Avec cet article, nous poursuivons notre série d’information mensuelle sur l’actualité des médias [1]


I. Du côté des journalistes, des médiacrates et de leurs œuvres

- Agitation au Figaro – Suite au limogeage de son chef Philippe Goulliaud en septembre dernier, le service politique du Figaro est en ébullition, d’après Le Canard enchaîné (14/06/2017) : « Quatre journalistes ont saisi la cellule d’alerte du journal, l’Inspection du travail est elle aussi alertée, une autre journaliste du service est en passe d’être limogée et une motion de défiance contre le patron des rédactions Alexis Brézet, est à l’étude. » Pendant ce temps, le mélange des genres continue au sein du quotidien de l’avionneur Serge Dassault. En effet, comme l’a relevé récemment Arrêt sur images, l’édition du 19 juin du Figaro contenait une pleine page « pour vanter les mérites du Rafale et autres avions de combat fabriqués par Dassault. Sans compter une page entière de publicité pour Dassault Aviation ». Une situation de conflit d’intérêt – pardon, une « synergie » ! – que nous n’avons pas manqué de relever en 2015, 2014 et même dès… 2006 !

- Macron et ses ministres ont une conception bien à eux de la liberté de la presse – Face aux pressions du nouveau pouvoir exécutif, une vingtaine de société de journalistes ont signé une tribune pour s’alarmer de «  signaux extrêmement préoccupants  ». Après le choix, par l’équipe d’Emmanuel Macron, de sélectionner les journalistes pouvant couvrir le déplacement présidentiel au Mali le 18 mai (choix dont s’étaient déjà plaintes certaines rédactions à l’époque), les sociétés de journalistes s’inquiètent dorénavant des pressions de François Bayrou (ex-ministre de la Justice) et de Muriel Pénicaud (ministre du Travail). Le premier a appelé directement Radio France pour se plaindre de l’enquête concernant les soupçons d’emplois fictifs du MoDem et la seconde a porté plainte, par l’intermédiaire de son administration, pour « vol, violation du secret professionnel et recel » après la publication de documents préparatoires à la future réforme du code du travail.

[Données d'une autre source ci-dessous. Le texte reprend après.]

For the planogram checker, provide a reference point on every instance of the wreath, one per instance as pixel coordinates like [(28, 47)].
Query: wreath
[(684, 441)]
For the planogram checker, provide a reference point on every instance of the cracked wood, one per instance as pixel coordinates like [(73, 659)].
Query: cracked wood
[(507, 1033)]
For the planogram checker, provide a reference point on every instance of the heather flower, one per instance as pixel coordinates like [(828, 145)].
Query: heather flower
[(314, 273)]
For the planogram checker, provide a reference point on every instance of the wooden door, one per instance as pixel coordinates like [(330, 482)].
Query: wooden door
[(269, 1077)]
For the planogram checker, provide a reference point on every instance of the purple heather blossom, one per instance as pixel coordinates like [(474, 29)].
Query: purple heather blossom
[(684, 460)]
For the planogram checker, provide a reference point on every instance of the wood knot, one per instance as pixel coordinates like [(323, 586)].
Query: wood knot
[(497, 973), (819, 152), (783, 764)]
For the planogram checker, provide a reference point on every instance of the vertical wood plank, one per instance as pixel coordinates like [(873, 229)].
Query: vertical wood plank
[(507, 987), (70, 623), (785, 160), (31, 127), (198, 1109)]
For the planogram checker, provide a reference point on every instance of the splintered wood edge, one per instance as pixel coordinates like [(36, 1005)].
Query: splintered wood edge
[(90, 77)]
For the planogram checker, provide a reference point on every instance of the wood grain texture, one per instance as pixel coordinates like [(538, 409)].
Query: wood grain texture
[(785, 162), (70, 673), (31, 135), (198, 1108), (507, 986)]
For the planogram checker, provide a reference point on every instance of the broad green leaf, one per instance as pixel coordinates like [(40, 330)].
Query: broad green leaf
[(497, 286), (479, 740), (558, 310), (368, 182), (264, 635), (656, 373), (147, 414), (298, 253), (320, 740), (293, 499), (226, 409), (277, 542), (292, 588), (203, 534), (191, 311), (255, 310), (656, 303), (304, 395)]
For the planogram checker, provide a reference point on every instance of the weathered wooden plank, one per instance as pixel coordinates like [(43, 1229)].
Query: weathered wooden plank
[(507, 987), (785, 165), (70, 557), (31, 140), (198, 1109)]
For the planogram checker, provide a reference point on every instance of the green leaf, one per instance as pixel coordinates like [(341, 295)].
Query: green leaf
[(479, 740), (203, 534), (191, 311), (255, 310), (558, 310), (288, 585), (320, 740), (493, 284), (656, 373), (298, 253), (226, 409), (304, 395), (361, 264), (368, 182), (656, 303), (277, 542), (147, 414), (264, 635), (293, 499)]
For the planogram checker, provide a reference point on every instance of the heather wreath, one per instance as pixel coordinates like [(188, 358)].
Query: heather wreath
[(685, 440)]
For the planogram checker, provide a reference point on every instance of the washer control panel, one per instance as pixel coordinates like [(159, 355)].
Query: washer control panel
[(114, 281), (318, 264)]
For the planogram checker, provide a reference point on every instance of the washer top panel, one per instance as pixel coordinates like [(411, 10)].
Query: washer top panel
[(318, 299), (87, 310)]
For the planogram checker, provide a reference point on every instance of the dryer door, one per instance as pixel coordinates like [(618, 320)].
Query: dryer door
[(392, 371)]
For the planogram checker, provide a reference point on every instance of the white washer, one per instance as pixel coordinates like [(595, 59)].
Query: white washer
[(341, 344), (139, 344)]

- L’AFP protège-t-elle le gouvernement ? – La question est posée, suite à la publication d‘un communiqué du syndicat SNJ-CGT, accusant la direction de l’Agence France-Presse d’avoir « étouffé des informations gênantes pour le nouveau pouvoir ». Des journalistes de l’AFP auraient en effet été en possession d’informations compromettantes sur le ministre Richard Ferrand avant que l’affaire ne soit déclenchée par Le Canard enchaîné. L’AFP se défend de son côté en plaidant pour un excès de précaution...

- Le PDG de Radio France renvoyé en procès pour favoritisme – Mathieu Gallet, président de Radio France depuis 2014, est accusé d’avoir passé des contrats de communication et de conseil (pour un montant de 350 000 euros) sans appel d’offre lorsqu’il était encore président de l’Institut national de l’audiovisuel (INA). Une affaire qui rappelle étrangement celle de l’ancien président de France Télévisions, Patrick de Carolis, récemment condamné à cinq mois de prison avec sursis et 25 000 euros d’amende pour favoritisme dans l’attribution de contrats à la société Bygmalion [2].


II. Du côté des entreprises médiatiques et de leurs propriétaires

- Clips de campagne : le CSA mange son chapeau – En mai, nous dénoncions l’application scrupuleuse d’une règle absurde par le CSA concernant les temps de diffusion des clips de campagne des partis aux élections législatives. Depuis, le Conseil constitutionnel, saisi par le mouvement En marche !, a abrogé l’article concerné, obligeant le CSA à revoir sa copie. Ce dernier a dû revoir à la hausse le temps de diffusion des clips du parti du Président de la République, ainsi que ceux de La France insoumise et du Front national.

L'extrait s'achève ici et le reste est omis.